Update: Focus Features has picked up the project for distribution, according to Deadline. Check out the original story below.
They’re expressly meant to entertain paying audiences, so it’s unlikely you think a whole lot about larger effects caused by Jeremy Renner‘s characters in Ghotocol or The Bourne Legacy. (Well, I should say, no matter how much and how desperately the latter tries to come across as a thinking man’s thriller.) Is this, nevertheless, a territory and way of life he’d like to dig into further? Far be it from me to posit what thought goes into his process of selecting a role — save for a series of questions pertaining to Hansel & Gretel: Witch Hunters — but what follows displays some kind of willingness to explore new, darker facets of spy life.
According to Deadline, Renner has been contracted for the starring role in Kill the Messenger, which Michael Cuesta — recently off the feature Roadie, but best-known for work on episodes of Homeland — has been tapped to helm. The true-life tale, as scripted by Parkland writer-director Peter Landesman, revolves around Gary Webb, a man who sparked media attention from a slate of professional work, as well as up to and past his own tragic suicide; as it shook out, the reporter for San Jose Mercury News took his own life after years of personal attacks from the CIA had left him unable to continue a proper journalism career. (Suddenly, jokes about chems don’t hold the same appeal.)

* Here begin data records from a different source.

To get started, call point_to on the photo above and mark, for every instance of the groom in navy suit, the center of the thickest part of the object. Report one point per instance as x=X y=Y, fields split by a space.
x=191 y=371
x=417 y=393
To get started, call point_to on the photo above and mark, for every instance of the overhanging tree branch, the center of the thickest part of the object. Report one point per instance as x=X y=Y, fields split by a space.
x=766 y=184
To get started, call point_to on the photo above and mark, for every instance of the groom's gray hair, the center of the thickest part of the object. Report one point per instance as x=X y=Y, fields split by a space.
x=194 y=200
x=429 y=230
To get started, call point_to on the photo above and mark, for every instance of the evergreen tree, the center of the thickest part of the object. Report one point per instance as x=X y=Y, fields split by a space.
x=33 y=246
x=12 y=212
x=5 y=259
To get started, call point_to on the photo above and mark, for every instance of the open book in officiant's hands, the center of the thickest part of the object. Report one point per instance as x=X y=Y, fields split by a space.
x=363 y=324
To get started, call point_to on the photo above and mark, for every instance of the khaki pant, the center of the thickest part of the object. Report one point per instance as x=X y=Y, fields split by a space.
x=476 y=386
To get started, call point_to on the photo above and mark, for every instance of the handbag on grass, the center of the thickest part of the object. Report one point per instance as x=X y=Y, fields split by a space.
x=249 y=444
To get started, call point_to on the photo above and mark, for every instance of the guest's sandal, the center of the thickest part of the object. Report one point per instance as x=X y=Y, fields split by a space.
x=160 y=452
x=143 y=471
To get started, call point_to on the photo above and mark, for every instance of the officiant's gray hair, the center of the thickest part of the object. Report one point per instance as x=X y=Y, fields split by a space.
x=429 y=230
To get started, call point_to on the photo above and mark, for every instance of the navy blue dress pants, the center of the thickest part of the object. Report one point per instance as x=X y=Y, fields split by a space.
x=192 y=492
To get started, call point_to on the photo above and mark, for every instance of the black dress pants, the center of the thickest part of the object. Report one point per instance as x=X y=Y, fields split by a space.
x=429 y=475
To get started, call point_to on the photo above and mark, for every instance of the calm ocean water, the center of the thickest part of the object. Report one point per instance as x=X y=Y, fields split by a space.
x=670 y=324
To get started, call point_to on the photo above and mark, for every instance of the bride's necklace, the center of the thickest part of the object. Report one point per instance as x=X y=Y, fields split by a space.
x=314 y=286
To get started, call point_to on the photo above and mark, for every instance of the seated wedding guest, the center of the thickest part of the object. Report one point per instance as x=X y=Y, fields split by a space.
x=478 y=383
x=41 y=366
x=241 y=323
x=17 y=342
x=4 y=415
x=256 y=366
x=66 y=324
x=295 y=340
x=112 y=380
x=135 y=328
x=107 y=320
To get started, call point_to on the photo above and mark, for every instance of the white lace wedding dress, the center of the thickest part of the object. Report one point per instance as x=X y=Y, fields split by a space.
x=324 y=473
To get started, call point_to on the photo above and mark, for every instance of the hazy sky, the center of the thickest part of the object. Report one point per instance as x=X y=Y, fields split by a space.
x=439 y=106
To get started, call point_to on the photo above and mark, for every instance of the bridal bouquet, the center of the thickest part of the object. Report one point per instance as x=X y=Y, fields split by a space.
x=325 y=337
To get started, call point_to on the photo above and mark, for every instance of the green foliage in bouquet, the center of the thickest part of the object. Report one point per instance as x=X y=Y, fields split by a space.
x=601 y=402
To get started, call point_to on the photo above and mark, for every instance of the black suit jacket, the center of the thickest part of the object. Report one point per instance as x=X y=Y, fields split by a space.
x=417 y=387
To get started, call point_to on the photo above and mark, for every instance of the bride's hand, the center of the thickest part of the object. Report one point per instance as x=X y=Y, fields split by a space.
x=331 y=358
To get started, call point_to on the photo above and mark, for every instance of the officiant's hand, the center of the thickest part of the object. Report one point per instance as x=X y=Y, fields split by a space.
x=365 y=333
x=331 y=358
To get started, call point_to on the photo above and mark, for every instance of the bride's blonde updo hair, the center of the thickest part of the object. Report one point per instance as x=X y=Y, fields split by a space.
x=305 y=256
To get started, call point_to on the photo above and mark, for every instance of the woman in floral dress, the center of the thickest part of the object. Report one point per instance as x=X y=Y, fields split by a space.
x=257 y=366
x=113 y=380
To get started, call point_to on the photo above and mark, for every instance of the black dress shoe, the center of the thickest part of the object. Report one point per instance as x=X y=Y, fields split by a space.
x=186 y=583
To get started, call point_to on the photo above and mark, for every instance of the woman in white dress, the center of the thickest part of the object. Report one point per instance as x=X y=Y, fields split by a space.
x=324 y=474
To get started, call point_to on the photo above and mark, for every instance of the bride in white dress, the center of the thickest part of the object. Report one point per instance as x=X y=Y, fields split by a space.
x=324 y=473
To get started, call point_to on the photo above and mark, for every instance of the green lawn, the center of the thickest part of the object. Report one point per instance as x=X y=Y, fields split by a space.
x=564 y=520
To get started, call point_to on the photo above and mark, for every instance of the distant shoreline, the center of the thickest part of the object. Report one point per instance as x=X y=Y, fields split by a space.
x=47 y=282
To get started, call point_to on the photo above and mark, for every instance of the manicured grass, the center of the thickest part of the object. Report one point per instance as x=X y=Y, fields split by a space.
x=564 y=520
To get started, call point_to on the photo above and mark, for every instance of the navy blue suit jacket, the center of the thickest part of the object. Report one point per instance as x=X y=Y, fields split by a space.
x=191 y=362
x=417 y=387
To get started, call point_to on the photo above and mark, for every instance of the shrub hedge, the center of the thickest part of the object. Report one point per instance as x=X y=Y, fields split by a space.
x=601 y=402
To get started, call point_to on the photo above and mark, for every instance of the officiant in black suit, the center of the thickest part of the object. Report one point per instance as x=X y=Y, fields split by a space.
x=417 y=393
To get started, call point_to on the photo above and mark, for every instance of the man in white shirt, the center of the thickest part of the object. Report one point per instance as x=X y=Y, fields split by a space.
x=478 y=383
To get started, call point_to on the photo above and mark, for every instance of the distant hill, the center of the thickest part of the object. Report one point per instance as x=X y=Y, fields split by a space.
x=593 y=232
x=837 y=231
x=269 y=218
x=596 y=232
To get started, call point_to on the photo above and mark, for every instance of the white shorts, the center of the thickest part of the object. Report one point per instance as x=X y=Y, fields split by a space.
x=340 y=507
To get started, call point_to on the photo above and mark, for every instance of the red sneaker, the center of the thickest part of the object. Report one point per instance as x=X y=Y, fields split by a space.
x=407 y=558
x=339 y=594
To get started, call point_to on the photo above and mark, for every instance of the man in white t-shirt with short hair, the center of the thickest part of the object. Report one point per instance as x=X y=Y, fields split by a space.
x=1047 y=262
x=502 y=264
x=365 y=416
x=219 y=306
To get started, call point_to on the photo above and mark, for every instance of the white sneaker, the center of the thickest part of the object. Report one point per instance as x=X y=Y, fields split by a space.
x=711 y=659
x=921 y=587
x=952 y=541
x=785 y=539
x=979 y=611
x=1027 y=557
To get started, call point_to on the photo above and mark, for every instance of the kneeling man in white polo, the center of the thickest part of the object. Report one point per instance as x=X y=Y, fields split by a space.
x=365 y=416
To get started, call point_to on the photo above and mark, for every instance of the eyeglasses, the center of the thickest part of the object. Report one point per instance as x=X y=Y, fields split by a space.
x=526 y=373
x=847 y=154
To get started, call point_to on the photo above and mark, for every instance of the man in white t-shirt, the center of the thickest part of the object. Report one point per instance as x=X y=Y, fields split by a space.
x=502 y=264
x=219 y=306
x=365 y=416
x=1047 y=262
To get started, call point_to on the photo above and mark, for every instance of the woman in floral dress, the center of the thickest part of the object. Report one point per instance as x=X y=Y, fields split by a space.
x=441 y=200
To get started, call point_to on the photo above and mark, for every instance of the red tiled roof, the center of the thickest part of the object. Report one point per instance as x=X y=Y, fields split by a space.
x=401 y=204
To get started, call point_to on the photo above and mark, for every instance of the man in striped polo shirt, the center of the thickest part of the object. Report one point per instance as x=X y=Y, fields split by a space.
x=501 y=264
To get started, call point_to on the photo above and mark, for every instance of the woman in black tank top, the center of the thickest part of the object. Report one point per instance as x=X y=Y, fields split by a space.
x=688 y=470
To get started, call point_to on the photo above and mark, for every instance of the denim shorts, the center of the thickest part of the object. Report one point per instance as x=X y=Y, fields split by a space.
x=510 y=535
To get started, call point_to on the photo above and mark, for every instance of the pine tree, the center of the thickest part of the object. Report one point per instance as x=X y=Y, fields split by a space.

It can all be traced back to Webb’s 1996 piece, “Dark Alliance,” which connected the American-based Nicaraguan drug trade — sales of crack, in particular — with funding for the Iran-Contra struggle, for which the intelligence agency’s own connections to served as a major source of political controversy during the late ’80s. (The public face of that fiasco is now starring in commercials for Call of Duty.) His accusations against the CIA were not of the most inflammatory sort, considering what directions things went in, but it was enough to provoke accusations that would hurt professional ambitions until his final days.
The narrative content of which is good for Renner, an actor who, despite some good work here or there, has been unable to bite into truly solid roles since The Hurt Locker a few years back. While it’s all for naught if the screenplay doesn’t have anything at its center, Landesman‘s use of “Dark Alliance” itself and, furthermore, Nick Schou‘s well-regarded Kill the Messenger for his template could make a noticeable difference; the quality of the writing remains to be seen, but veracity should be expected. All in all, this sounds like a project with the potential for greatness, so it goes without saying that this writer’s fingers are crossed that it coalesces without much of a hiccup.
Renner‘s The Combine and Scott Stuber‘s Bluegrass are producing, which will allow Cuesta to begin rolling cameras on Kill the Messenger this summer.
Does this sound like a good next step for Renner?